Hoe ontstaat vervolgens het samenspel dan toch? We kennen de formele aansturingslijnen, maar hoe speelt zich dat af in de realiteit? Hoe wordt iets dat wij `emergentie' noemen (gedrag dat als het ware vanzelf ontstaat onder de goede balans aan condities) bereikt? Kijkend naar de voedingsbodem die er wel of niet is om goed samenspel te laten ontstaan, kwamen vragen op als:

* Laat de dirigent imperfecties in deze fase van repetitie lopen of niet? Of corrigeren sectieleden elkaar? * Kan het orkest ook zonder dirigent spelen? Ofwel, wat is de inbreng van informeel leiderschap?
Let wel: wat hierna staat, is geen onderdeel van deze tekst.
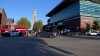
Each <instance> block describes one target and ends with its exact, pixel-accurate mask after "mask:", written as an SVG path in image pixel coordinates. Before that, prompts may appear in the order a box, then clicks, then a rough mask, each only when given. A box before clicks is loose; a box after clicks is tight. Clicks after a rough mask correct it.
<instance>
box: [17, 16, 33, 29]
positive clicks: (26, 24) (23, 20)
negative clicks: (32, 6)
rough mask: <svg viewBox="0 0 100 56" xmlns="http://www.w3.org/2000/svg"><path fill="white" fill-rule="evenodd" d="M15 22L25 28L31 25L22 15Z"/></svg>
mask: <svg viewBox="0 0 100 56" xmlns="http://www.w3.org/2000/svg"><path fill="white" fill-rule="evenodd" d="M17 24H18V25H19V26H23V27H26V28H27V29H29V28H30V27H31V23H30V21H29V20H28V19H27V18H24V17H22V18H20V20H19V21H17Z"/></svg>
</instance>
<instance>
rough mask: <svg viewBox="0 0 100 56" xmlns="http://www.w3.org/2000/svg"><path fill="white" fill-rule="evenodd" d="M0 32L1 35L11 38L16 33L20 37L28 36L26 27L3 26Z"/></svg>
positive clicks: (21, 26)
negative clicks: (25, 35) (10, 35)
mask: <svg viewBox="0 0 100 56" xmlns="http://www.w3.org/2000/svg"><path fill="white" fill-rule="evenodd" d="M0 32H1V35H3V36H10V35H12V34H14V32H16V33H15V34H17V35H18V36H21V35H26V33H27V29H26V28H25V27H22V26H18V25H1V26H0ZM11 33H12V34H11Z"/></svg>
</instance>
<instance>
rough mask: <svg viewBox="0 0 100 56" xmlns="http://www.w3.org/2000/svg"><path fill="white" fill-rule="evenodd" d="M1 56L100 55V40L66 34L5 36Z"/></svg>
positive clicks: (84, 55) (53, 55)
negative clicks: (13, 36) (24, 35)
mask: <svg viewBox="0 0 100 56" xmlns="http://www.w3.org/2000/svg"><path fill="white" fill-rule="evenodd" d="M0 56H100V40H95V39H86V38H85V39H83V38H76V37H71V38H70V37H66V36H58V37H56V38H52V39H51V38H38V37H25V36H24V37H3V38H0Z"/></svg>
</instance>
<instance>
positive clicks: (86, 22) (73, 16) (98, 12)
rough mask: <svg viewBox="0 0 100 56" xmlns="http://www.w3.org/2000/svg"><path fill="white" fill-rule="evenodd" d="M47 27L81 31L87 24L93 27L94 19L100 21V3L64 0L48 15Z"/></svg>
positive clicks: (76, 30) (89, 1)
mask: <svg viewBox="0 0 100 56" xmlns="http://www.w3.org/2000/svg"><path fill="white" fill-rule="evenodd" d="M46 16H47V17H50V18H49V19H48V24H47V25H46V27H45V29H51V30H56V31H57V30H64V29H70V30H71V31H81V30H82V29H86V24H89V25H90V26H91V27H92V25H93V22H94V20H96V21H98V22H99V23H100V4H99V3H96V2H92V0H91V1H89V0H63V1H62V2H61V3H60V4H58V5H57V6H56V7H55V8H54V9H52V10H51V11H50V12H49V13H48V14H47V15H46Z"/></svg>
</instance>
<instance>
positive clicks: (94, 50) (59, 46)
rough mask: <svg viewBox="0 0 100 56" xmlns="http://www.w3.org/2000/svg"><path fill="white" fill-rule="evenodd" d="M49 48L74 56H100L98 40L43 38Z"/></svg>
mask: <svg viewBox="0 0 100 56" xmlns="http://www.w3.org/2000/svg"><path fill="white" fill-rule="evenodd" d="M43 39H44V40H45V42H47V43H48V44H49V45H51V46H55V47H57V48H60V49H63V50H66V51H69V52H71V53H73V54H74V55H76V56H100V40H95V39H91V38H90V39H89V38H77V37H71V38H70V37H66V36H65V37H62V36H59V37H57V38H54V39H48V38H47V39H46V38H43Z"/></svg>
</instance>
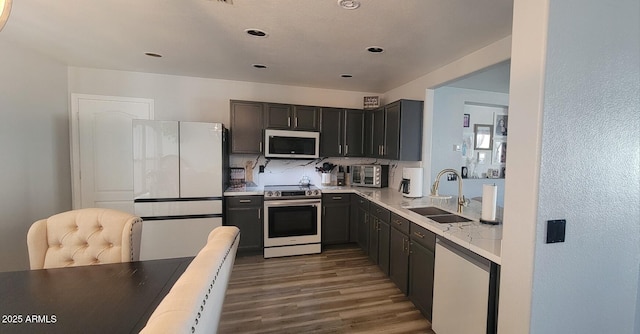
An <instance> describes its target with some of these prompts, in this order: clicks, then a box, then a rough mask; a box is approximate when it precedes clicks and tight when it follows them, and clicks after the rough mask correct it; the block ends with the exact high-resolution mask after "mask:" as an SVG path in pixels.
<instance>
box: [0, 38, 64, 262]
mask: <svg viewBox="0 0 640 334" xmlns="http://www.w3.org/2000/svg"><path fill="white" fill-rule="evenodd" d="M0 59H1V60H2V61H0V78H2V80H0V117H1V118H2V121H1V122H0V156H1V157H2V162H1V163H0V185H2V186H0V212H1V213H2V215H1V218H0V271H11V270H22V269H28V268H29V258H28V253H27V241H26V240H27V230H28V229H29V227H30V226H31V224H32V223H33V222H34V221H36V220H38V219H42V218H46V217H48V216H50V215H52V214H55V213H58V212H61V211H66V210H69V209H71V172H70V162H69V119H68V111H67V104H68V100H67V67H66V66H64V65H62V64H60V63H57V62H55V61H52V60H50V59H48V58H44V57H42V56H40V55H38V54H36V53H33V52H31V51H28V50H25V49H22V48H20V47H18V46H16V45H14V44H12V43H9V42H5V41H3V40H0Z"/></svg>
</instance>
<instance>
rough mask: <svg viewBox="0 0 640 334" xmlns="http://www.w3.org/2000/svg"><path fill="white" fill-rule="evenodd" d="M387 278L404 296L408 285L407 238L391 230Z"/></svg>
mask: <svg viewBox="0 0 640 334" xmlns="http://www.w3.org/2000/svg"><path fill="white" fill-rule="evenodd" d="M389 256H390V260H389V278H390V279H391V281H393V283H395V284H396V286H397V287H398V289H400V291H402V293H404V294H405V295H406V294H407V292H408V285H409V237H408V236H407V235H405V234H404V233H402V232H401V231H399V230H398V229H396V228H395V227H392V228H391V236H390V243H389Z"/></svg>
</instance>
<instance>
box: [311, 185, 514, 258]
mask: <svg viewBox="0 0 640 334" xmlns="http://www.w3.org/2000/svg"><path fill="white" fill-rule="evenodd" d="M322 192H323V193H345V192H351V193H356V194H359V195H361V196H364V197H365V198H367V199H368V200H370V201H371V202H373V203H376V204H378V205H381V206H382V207H384V208H386V209H388V210H390V211H391V212H393V213H395V214H397V215H399V216H402V217H404V218H406V219H408V220H410V221H412V222H414V223H416V224H418V225H419V226H421V227H424V228H426V229H428V230H429V231H431V232H433V233H435V234H436V235H438V236H441V237H443V238H445V239H447V240H449V241H452V242H454V243H456V244H458V245H460V246H462V247H464V248H466V249H468V250H470V251H472V252H474V253H476V254H478V255H480V256H482V257H484V258H486V259H488V260H490V261H491V262H494V263H496V264H500V262H501V261H500V251H501V244H502V225H488V224H483V223H480V216H481V211H482V203H481V202H479V201H475V200H471V201H470V203H469V205H468V206H466V207H464V209H463V211H462V213H457V212H456V210H457V198H456V197H455V196H454V197H453V198H451V199H449V200H448V201H444V200H442V201H441V200H439V199H438V200H432V199H431V198H429V197H428V196H425V197H420V198H408V197H404V196H402V194H401V193H400V192H398V191H397V190H396V189H391V188H382V189H377V188H363V187H336V186H330V187H326V186H325V187H322ZM427 206H435V207H439V208H441V209H444V210H446V211H448V212H451V213H455V214H457V215H459V216H462V217H465V218H468V219H471V221H469V222H464V223H438V222H435V221H433V220H431V219H429V218H427V217H424V216H422V215H419V214H417V213H415V212H413V211H411V210H409V209H410V208H420V207H427ZM497 217H498V218H499V219H500V218H502V209H501V208H497Z"/></svg>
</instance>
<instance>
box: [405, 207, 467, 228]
mask: <svg viewBox="0 0 640 334" xmlns="http://www.w3.org/2000/svg"><path fill="white" fill-rule="evenodd" d="M408 209H409V210H411V211H413V212H415V213H417V214H419V215H422V216H425V217H427V218H429V219H431V220H433V221H435V222H438V223H441V224H451V223H464V222H468V221H471V219H467V218H464V217H461V216H458V215H456V214H453V213H451V212H449V211H445V210H442V209H440V208H436V207H435V206H427V207H422V208H408Z"/></svg>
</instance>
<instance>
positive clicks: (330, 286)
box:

En van het leiderschap binnen de secties? * Hoe wordt een veilige sfeer gecreeerd om fouten te maken? Immers, ieders performance is duidelijk zichtbaar en maakt potentieel kwetsbaar. * Hoe kan het dat alle orkestleden direct in de betekenis van het muziekstuk spelen, ongeacht hun persoonlijke voorkeuren? Ze zijn immers ook als solisten opgeleid? * Wat gebeurt er als het orkest met of zonder metronoom speelt? Slaat de metronoom de magie uit de muziek?

Zonder dat we antwoord hebben gevonden op alle vragen, hebben we wel het succes van het Metropole Orkest kunnen zien en ervaren. Dit is niet louter het resultaat van een heldere visie op de markt, leiderschap en formele structuren. De bladmuziek komt pas echt tot leven in een goede mix aan condities om het orkest heen, die zich niet simpel in euro's laten uitdrukken. Het gaat immers ook over waarden, vertrouwen, samenwerking en contact. Over vaardigheden, commitment en teamwork. En over een helder gezamenlijk doel: de muziek. Dat is een kwetsbare balans, waar eenieder zich van bewust is en dit ook koestert.

Het geheim van het Metropole Orkest? Dat het op onderdelen wellicht wel te kopieren is, maar nooit in z'n geheel. Dat is immers het samenspel van componist, dirigent, orkestleden, zanger, zangeres of band en niet te vergeten: het publiek en de muziekliefhebbers. Dan ontstaat er iets bijzonders: magie in de concertzaal."